Trust isn’t just a concept couples must learn about—rather, it’s a subjective experience that must be repeatedly lived and felt.When it’s experienced in this way, the relationship offers a secure space for the couple, a space that offers solace and opportunities for deeper sharing and connection. Once mutually established, it can then quietly recede into the background of the relationship where it continues to support the couple, offering comfort and stability, allowing each person to take the risks necessary for meaningful emotional and sexual expression and connection.
There are conditions that enhance or violate trust.
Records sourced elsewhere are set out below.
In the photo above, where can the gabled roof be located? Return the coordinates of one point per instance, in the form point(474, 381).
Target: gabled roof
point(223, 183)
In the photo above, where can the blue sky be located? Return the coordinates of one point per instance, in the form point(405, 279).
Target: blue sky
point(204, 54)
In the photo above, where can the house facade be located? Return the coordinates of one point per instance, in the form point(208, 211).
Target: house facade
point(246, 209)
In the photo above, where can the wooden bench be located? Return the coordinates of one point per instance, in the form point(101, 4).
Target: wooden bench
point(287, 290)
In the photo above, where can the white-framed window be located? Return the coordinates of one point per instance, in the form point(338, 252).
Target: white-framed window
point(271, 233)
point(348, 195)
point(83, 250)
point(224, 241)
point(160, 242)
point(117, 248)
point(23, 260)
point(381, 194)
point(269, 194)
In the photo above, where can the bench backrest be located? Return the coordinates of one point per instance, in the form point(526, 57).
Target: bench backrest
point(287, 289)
Trust requires certain relationship conditions in order to take hold, and when these conditions are violated, when the foundation is shaken, anxieties and insecurities awaken. The intensity of your trust-insecurities may periodically intrude or they may blanket every aspect of your relationship. A lack of trust (or one that is doubted/questioned) is emotionally disruptive to all involved, and for emotional and sexual intimacy to be (re)established, safety must first be established.
Positive Conditions
- accepting / encouraging
- sensitive / concerned
- emotionally open
- responsive / engaged
- committed / reliable
Negative Conditions
- critical / judgmental
- aloof / indifferent
- defensive / closed-off
- unresponsive / detached
- erratic / unpredictable
These behaviors (both pro- and anti-trust) take on particular significance when they come from the person you love and care for. The loved spouse/partner has particular power and influence over you—the power to help you feel secure and connected as well as intensely insecure and anxious. When trust conditions are violated, couples often shift from a secure to an insecure-anxious way of relating (even when anger predominates, the anger is often fueled by undercurrents of anxiety about losing the other).
“Having sex with someone I didn’t really know or care about was easy. It’s when I fell in love that sex became amazing and dangerous at the same time. All of a sudden, trust and the potential for betrayal became relevant.” ~Eric, 33 years old
During sex, the stakes are always elevated because sexual intimacy is inherently risky emotional business—that is, the level of emotional vulnerability evoked with someone you deeply care about presents both the potential for intimate sharing and authentic contact and, when things go awry, emotional wounding and withdrawal. And during these heightened-vulnerability circumstances, your best intentions may not be enough to circumvent painful misunderstandings.
Having conversations about the conditions you and your partner each need to enhance trust is important in making these conditions explicitly known to you both. Using the above list of pro- and anti-trust conditions can be a good starting point to jump-start such a discussion. Remember, when trust is solidified, the couple enters an orbit of emotional security surrounding the marriage/relationship, a security that allows for the potential of deeper emotional sharing and sexual exploration and expression.